Rahudman menghabiskan masa indah kanak-kanak dalam dekapan bapaknya yang
Ketua Dewan Negeri alias Kepala Kampung. Tempaan mental, moral,
keimanan bahkan kepribadian berhasil menuntunnya rajin menuntut ilmu
serta menghasilkan tipikal pekerja keras. Dari desa yang masih
terpencil, Rahudman hanya menuntaskan pendidikan dasar hingga
kelas III. Selanjutnya terpaksa putar haluan dan hijrah ke Padang
Sidempuan bersama kedua orangtuanya yang memutuskan mengubah pekerjaan
petani menjadi pedagang. Setibanya di Padang Sidempuan, Rahudman muda
tidak mengalami kesulitan menuntaskan pendidikan SD, SMP dan SMA.
Bergairah menapaki hari di kota salak tersebut sembari menyisakan
ketidakpuasan pada jenjang pendidikan yang sebatas menengah atas. Tekad
menimba ilmu membelenggu diri Rahudman. Hingga pada akhirnya dia
menjatuhkan pilihan dan menambatkan hati di IKIP Cabang Padang Sidempuan
Jurusan Ilmu Fisika.
Karir
Kendati
ekonomi keluarga orangtua Rahudman tergolong pas-pasan
kala membiayai pendidikan tingginya, namun Rahudman tetap tidak mau
berhenti dalam menyelesaikan tugas akhir skripsi. Usai menyandang gelar
Sarjana
Kependidikan, Rahudman mencoba peruntungan baru dengan melamar ke salah
satu
sekolah swasta di Padang Sidempuan. Nasib berpihak padanya. Rahudman
mengawali karir sebagai staf pengajar dengan status guru honorer.
Rahudman
dewasa pun mulai semakin serius menatap masa depan sembari memimpikan
bekerja menjadi abdi negara (PNS). Tak
heran, tanpa sepengetahuan banyak orang, Rahudman mengikuti tes seleksi
PNS. Impian Rahudman kesampaian hingga akhirnya resmi diterima pada
tahun 1982. “Kala itu Saya bekerja di Kantor Bupati Padang Sidempuan
dengan gaji pertama Rp 22.700,” kenangnya.
Semangat Belajar
Gara-gara meyakini pentingnya ilmu pengetahun, kekuatan semangat
belajar telah mengharuskan Rahudman pindah ke Medan pada tahun 1983. Dia
lulus ujian dan diterima belajar di Akademi Pemerintahan Dalam Negeri
(APDN). Beberapa tahun mengikuti studi, hasilnya mencengangkan sehingga
patut diacungi 2 jempol. Sikap tak cepat puas apalagi membusungkan dada
menghantarkan kelulusan dirinya dari APDN dengan predikat terbaik dan
dianugerahi penghargaan Widya Karya Utama oleh Menteri dalam Negeri.

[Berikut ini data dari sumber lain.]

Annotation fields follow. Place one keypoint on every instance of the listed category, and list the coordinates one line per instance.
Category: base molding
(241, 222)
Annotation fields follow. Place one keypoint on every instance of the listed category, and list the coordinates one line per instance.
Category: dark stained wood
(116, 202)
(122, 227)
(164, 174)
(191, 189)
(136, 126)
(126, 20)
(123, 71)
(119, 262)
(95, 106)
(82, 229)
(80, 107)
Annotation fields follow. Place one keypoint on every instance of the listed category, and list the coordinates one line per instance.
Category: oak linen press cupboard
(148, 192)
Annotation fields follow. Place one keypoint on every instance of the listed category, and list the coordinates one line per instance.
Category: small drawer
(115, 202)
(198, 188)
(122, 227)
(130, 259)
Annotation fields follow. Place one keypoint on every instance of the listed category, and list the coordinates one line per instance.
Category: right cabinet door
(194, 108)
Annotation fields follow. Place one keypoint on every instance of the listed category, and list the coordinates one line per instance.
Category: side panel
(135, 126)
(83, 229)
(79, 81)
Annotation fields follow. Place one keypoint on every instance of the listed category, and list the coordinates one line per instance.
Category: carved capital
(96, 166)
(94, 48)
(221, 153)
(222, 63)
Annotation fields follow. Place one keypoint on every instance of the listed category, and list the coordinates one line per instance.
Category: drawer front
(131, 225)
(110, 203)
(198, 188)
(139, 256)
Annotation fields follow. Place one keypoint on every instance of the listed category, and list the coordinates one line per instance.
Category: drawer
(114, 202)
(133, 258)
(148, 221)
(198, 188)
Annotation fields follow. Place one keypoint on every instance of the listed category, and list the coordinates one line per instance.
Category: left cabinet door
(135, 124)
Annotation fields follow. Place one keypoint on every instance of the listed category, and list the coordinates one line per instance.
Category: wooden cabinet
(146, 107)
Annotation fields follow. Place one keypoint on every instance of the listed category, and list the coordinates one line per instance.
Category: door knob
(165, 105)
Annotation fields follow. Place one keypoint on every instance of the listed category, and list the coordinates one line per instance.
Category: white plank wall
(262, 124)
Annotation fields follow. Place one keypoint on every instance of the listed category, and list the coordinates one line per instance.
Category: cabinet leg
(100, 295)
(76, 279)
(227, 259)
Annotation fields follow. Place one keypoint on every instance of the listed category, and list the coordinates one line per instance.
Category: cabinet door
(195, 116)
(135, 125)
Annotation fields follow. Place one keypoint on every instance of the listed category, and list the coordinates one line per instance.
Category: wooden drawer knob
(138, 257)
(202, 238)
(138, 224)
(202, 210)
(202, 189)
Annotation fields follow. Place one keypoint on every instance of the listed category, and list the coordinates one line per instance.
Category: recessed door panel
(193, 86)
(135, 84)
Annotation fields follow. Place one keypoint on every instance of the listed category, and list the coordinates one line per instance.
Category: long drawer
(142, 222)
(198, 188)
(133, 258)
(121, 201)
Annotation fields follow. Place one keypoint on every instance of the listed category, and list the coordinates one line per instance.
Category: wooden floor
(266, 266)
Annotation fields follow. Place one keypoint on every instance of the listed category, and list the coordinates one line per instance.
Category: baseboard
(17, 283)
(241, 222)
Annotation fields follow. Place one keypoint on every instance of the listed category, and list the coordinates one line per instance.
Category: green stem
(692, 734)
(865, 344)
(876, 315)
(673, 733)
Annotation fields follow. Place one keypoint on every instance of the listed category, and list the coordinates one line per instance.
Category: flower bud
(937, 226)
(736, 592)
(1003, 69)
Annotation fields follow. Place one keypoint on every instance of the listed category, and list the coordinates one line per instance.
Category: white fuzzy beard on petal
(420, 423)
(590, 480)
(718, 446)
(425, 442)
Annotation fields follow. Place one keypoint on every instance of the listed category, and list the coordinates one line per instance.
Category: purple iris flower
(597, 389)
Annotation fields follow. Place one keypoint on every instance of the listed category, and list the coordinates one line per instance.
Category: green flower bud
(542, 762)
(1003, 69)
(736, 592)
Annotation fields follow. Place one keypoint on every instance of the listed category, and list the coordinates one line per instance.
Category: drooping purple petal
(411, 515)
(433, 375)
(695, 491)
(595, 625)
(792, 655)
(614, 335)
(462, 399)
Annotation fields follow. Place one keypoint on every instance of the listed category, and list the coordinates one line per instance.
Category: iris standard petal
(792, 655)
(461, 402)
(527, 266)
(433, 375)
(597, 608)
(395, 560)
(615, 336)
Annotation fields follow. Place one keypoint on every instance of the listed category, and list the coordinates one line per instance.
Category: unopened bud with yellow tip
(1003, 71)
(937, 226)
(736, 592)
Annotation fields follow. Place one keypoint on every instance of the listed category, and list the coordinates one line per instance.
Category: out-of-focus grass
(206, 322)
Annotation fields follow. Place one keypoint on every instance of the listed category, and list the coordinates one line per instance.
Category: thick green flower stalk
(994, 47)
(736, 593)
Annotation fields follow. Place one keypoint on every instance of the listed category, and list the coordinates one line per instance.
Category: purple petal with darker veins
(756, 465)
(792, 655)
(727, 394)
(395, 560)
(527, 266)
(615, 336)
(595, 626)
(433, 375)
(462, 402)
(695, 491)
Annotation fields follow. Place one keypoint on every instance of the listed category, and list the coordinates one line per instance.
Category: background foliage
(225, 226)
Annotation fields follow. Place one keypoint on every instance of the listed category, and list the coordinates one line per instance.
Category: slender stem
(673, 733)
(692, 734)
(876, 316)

“Alhamdulillah, saya lulus APDN tahun 1986,” ujarnya bangga. Anugerah
tersebut ternyata semakin memuluskan langkahnya menembus jenjang
pendidikan di Institut Ilmu Pemerintahan (IIP). Pengetahuan mengelola
pemerintahan dirampungkannya selama 1 tahun 8 bulan. “Lalu
kami sekeluarga bertolak ke Sumatera Utara,” tukasnya.
Camat di Siantar
Rahudman mengungkapkan, tahun 1990 pernah diangkat menjadi Camat
di Siantar Barat. Kurun waktu 4 tahun memimpin di sana, berbagai
prestasi tetap ditorehkan. Diantaranya terpilih menjadi Camat terbaik
se-Sumut yang berimplikasi pada mutasi promosi dirinya sebagai Kepala
Dinas Pasar Kota Pematang Siantar. Disusul keberuntungan lain karena
tahun 2000 dipercaya menempati struktural Sekretaris Daerah Tapanuli
Selatan. Usai mengabdi di daerah itu, Rahudman pulang lagi ke Medan dan
memegang posisi Asisten IV Tata Pemerintahan di Kantor Gubsu.
Pj Walikota
Pemegang motto hidup “mari berbuat baik hari ini untuk
menjadikan Kota Medan lebih baik dari hari kemarin dan lebih cerah pada
hari esok”, itu kian mengkristal di penjuru Medan dan Sumut sejak hari
Selasa 21 Februari 2010. Sebab memori tersebut pasti takkan terlupakan
Rahudman manakala Gubsu Syamsul Arifin ‘jatuh hati’ padanya. Rahudman diberi amanat baru sebagai Pj
Walikota Medan menggantikan Drs Afifuddin yang memasuki masa pensiun.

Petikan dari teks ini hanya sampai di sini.